Saw Mill River Audubon holds an annual hike at Turkey Mountain the day after Thanksgiving. This year is my third. I haven’t yet hiked at any other point in the year, but at around this time, bird activity is nearly nonexistent. You’re in a short, heart-pumping hike but not an entertaining bird excursion. You’re met with infrequent calls from blue jays, titmice, chickadees, and white-breasted nuthatches but not much else. And you’re going to largely hear a lack of bird presence, really (the constant din of leafblowers will inhibit your listening ability). Hike leader Michael Madias – who also leads SMRA’s Second Saturday Brinton Brook hikes – can’t figure why. There seems to be enough food around the mountain (tulip tree seeds for one), and the power lines field provides different habitats. In contrast, Turkey Mountain does lack understory much like every other wood in Westchester thanks to deer overbrowsing. It’s also worth noting that Turkey Mountain is not an eBird hotspot.
In 2015, I observed 9 species and 32 individuals, the most interesting having been Eastern Bluebirds. In 2016, I observed 8 species and 47 individuals – only common year-rounders. I started this year’s hike not expecting much.
Our group was small, but actually twice as big as last year. Rudy from Brinton came along, and Miok and Roger, SMRA Monday morning walk regulars, were hiking Turkey Mountain for the first time. A special visitor also joined us: Chuck, an Indiana resident, an experienced birder, and a Sycamore Audubon board of director.
To summarize, this year’s observations went beyond my expectations, totaling 15 species and 49 individuals. Depressing in other places but not at Turkey Mountain! We were met with silence for much of the hike but managed to pass through a few winter flocks.
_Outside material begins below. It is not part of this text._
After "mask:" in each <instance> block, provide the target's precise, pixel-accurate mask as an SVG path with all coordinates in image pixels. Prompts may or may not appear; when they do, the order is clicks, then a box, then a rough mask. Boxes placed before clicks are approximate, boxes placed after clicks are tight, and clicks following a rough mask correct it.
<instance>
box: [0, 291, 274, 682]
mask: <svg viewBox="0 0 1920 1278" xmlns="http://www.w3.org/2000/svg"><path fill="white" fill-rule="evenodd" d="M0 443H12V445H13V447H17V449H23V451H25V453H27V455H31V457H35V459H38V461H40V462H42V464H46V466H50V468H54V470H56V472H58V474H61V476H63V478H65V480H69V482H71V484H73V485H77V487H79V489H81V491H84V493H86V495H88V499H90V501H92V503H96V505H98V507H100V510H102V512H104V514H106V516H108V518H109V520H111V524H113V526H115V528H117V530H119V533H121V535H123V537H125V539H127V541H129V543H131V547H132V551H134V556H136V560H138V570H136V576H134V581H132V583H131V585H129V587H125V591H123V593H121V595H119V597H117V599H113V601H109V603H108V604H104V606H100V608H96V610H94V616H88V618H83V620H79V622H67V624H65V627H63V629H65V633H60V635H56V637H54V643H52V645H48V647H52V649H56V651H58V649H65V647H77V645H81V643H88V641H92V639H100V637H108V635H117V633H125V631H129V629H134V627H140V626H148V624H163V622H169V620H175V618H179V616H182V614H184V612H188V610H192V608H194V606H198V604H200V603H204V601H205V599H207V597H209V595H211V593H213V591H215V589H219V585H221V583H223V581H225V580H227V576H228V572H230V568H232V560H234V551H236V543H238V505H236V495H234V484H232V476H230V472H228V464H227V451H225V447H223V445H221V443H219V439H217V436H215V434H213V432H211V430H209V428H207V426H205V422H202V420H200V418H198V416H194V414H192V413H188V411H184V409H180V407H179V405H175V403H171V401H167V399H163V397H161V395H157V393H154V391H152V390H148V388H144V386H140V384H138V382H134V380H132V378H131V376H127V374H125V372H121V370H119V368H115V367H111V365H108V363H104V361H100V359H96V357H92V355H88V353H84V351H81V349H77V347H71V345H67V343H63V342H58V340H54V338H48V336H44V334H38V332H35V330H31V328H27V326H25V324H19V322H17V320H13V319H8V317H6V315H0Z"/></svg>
I haven’t yet compiled an overall list, though our combined observations added 6 species this year. At the parking lot, a Hairy Woodpecker called. During the ascension, we heard a Common Raven croaking and a Pileated Woodpecker hesitantly calling. Miok also heard a Carolina Wren, which I missed since I’d plowed ahead of the group to keep up with Mike.
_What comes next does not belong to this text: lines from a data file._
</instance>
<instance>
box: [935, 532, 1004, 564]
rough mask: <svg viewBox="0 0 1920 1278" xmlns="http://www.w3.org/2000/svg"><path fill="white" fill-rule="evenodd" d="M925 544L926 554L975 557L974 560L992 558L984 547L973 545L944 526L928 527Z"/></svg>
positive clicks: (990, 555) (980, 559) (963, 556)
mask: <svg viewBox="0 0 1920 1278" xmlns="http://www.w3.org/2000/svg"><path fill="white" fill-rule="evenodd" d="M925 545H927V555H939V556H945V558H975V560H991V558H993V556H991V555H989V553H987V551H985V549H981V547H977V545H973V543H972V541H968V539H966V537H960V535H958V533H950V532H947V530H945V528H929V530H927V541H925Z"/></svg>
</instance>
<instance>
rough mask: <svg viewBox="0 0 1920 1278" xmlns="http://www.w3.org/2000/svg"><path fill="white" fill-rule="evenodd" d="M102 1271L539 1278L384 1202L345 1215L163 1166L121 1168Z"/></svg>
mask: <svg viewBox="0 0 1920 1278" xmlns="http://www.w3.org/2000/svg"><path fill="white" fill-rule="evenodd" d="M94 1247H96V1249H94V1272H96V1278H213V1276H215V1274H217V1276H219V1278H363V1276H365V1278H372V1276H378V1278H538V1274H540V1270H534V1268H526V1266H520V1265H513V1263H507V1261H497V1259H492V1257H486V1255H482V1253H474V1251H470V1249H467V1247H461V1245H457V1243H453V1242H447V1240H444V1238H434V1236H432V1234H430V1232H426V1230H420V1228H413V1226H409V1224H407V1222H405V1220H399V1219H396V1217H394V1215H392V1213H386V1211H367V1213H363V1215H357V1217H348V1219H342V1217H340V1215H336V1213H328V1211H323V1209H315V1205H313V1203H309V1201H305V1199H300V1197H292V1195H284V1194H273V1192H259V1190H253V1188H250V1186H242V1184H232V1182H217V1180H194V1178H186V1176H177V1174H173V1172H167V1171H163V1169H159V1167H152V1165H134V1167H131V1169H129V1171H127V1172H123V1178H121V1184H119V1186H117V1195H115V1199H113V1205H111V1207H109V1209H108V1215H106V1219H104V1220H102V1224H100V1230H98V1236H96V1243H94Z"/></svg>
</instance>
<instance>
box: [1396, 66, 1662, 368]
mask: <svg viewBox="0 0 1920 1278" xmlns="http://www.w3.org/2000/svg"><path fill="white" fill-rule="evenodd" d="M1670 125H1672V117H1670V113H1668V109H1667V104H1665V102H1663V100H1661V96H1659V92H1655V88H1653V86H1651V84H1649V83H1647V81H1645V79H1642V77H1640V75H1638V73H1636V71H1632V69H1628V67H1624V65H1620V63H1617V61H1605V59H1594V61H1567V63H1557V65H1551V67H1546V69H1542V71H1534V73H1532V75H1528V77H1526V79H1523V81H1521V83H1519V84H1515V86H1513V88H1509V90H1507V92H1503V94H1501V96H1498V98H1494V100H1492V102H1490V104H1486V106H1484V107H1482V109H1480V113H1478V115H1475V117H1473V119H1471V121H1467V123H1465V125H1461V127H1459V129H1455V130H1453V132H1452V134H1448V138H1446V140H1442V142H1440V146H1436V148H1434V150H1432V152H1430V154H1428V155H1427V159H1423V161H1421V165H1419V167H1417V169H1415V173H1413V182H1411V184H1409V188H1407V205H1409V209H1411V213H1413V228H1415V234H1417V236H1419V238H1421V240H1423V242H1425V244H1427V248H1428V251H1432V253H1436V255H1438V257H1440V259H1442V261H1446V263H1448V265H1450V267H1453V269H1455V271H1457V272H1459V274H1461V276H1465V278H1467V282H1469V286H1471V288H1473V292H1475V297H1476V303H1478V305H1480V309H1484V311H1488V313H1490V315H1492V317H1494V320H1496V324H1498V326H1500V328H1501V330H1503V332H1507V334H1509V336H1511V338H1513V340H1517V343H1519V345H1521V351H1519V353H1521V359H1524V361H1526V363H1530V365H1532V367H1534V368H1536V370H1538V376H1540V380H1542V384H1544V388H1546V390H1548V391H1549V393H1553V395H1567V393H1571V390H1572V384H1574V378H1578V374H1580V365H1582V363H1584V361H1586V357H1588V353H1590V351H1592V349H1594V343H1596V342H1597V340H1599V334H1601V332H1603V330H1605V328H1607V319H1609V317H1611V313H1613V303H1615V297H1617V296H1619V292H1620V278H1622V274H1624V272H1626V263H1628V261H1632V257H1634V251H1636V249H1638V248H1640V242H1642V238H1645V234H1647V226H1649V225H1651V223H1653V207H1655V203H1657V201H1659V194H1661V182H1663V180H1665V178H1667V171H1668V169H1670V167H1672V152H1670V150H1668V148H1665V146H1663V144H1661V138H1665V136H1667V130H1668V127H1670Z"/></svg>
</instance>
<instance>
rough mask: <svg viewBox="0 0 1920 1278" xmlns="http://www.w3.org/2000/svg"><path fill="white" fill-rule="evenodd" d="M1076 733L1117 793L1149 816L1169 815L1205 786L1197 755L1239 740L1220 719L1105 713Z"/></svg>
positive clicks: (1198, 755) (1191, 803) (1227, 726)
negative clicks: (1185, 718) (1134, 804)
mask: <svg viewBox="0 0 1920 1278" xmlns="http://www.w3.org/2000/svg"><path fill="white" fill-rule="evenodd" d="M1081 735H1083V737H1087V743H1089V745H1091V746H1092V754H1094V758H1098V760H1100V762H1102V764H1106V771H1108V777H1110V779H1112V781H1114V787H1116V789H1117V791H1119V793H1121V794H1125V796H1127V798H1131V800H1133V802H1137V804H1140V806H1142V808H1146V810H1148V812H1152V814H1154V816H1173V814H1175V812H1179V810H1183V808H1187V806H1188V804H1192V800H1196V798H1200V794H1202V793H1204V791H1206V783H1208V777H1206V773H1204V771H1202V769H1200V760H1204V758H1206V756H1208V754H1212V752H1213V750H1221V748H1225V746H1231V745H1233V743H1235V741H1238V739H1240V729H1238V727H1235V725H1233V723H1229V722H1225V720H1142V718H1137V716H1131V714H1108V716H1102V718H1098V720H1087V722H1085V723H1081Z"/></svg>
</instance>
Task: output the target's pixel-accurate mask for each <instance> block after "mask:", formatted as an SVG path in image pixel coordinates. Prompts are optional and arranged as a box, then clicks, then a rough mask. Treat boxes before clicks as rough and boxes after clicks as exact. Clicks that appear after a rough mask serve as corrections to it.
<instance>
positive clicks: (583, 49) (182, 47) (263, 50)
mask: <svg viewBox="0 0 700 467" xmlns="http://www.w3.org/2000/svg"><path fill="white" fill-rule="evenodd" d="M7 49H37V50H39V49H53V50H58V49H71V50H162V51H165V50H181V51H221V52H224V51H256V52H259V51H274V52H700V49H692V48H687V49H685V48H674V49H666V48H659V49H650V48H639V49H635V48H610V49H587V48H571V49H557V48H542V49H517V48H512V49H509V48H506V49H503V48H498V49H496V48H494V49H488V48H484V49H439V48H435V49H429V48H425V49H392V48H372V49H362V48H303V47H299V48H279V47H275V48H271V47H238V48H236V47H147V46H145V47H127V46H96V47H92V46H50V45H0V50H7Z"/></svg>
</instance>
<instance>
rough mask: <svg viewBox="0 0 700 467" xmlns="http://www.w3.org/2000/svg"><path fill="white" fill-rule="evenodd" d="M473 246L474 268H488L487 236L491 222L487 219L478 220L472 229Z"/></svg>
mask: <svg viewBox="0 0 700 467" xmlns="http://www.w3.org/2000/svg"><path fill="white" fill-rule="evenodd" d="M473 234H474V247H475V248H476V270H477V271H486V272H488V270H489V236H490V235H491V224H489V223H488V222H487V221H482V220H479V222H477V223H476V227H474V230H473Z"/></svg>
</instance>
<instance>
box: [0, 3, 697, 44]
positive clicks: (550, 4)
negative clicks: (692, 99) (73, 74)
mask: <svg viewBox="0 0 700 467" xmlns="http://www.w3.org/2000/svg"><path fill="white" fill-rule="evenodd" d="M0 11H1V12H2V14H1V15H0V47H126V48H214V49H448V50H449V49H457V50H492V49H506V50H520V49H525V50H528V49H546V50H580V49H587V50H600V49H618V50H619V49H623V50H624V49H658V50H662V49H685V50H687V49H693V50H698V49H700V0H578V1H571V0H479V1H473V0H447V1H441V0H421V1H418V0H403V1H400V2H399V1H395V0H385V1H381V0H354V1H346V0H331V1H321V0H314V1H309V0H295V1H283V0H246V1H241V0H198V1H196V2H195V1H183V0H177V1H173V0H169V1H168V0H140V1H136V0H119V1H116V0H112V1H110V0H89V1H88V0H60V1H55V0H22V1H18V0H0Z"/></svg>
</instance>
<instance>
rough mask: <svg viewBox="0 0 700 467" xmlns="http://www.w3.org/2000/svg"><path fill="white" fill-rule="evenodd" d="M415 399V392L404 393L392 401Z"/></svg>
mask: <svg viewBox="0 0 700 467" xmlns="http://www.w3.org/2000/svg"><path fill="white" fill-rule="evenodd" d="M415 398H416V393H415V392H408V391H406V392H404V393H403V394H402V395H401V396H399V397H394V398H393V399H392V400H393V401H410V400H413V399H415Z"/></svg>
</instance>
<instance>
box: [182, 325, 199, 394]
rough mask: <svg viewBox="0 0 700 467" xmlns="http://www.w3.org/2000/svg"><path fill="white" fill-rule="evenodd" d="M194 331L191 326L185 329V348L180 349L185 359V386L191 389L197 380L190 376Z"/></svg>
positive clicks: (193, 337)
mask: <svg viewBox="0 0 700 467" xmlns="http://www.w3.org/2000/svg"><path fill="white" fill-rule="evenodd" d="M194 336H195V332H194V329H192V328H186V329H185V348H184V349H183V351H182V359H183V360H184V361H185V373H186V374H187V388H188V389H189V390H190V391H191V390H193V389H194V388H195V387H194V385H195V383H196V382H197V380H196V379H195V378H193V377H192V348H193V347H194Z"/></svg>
We spent at least 20 minutes on the summit (829 ft in elevation) resting and viewing distant sights, including the hazy, mirage-like Manhattan skyline.
Soon after we started descending, Chuck thought he heard the “mew” call of a Yellow-bellied Sapsucker. Perhaps the second of the hike since he thought he heard one on our way up. Playback yielded nothing. Wishful thinking, he noted. A sapsucker certainly would have been noteworthy.
Not long afterward, we saw a small flock of bluebirds low in the trees, diving for whatever food they found on the ground. Not an addition, though bluebirds are always a wonderful sight. The late-morning clear sunshine illuminated the males’ bright blue and orange plumage.
Pinnacle activity occurred towards the end. Several more each of blue jays, red-bellied woodpeckers, and whitehatches, plus the first-of-the-hike downies and a Northern Flicker, made much noise from all around us. Mike got on a large black bird soaring fast high above the canopy, but the rest of us couldn’t see anything but blue sky. “It was probably an eagle, or maybe it was a Turkey Vulture,” he said. “Maybe it was a floater in your eye,” Chuck commented.
Meanwhile, I noticed how silent the woods became. Shortly, as if answering a question, Mike saw a Red-tailed Hawk flying through the trees. It perched in an oak some hundred feet away, streaked white breast blazing bright. Not everyone could see it with so many branches in the way, but when it took off (and for good), the hawk was then seen by all.
We’ll see what Turkey Mountain has in store next Thanksgiving!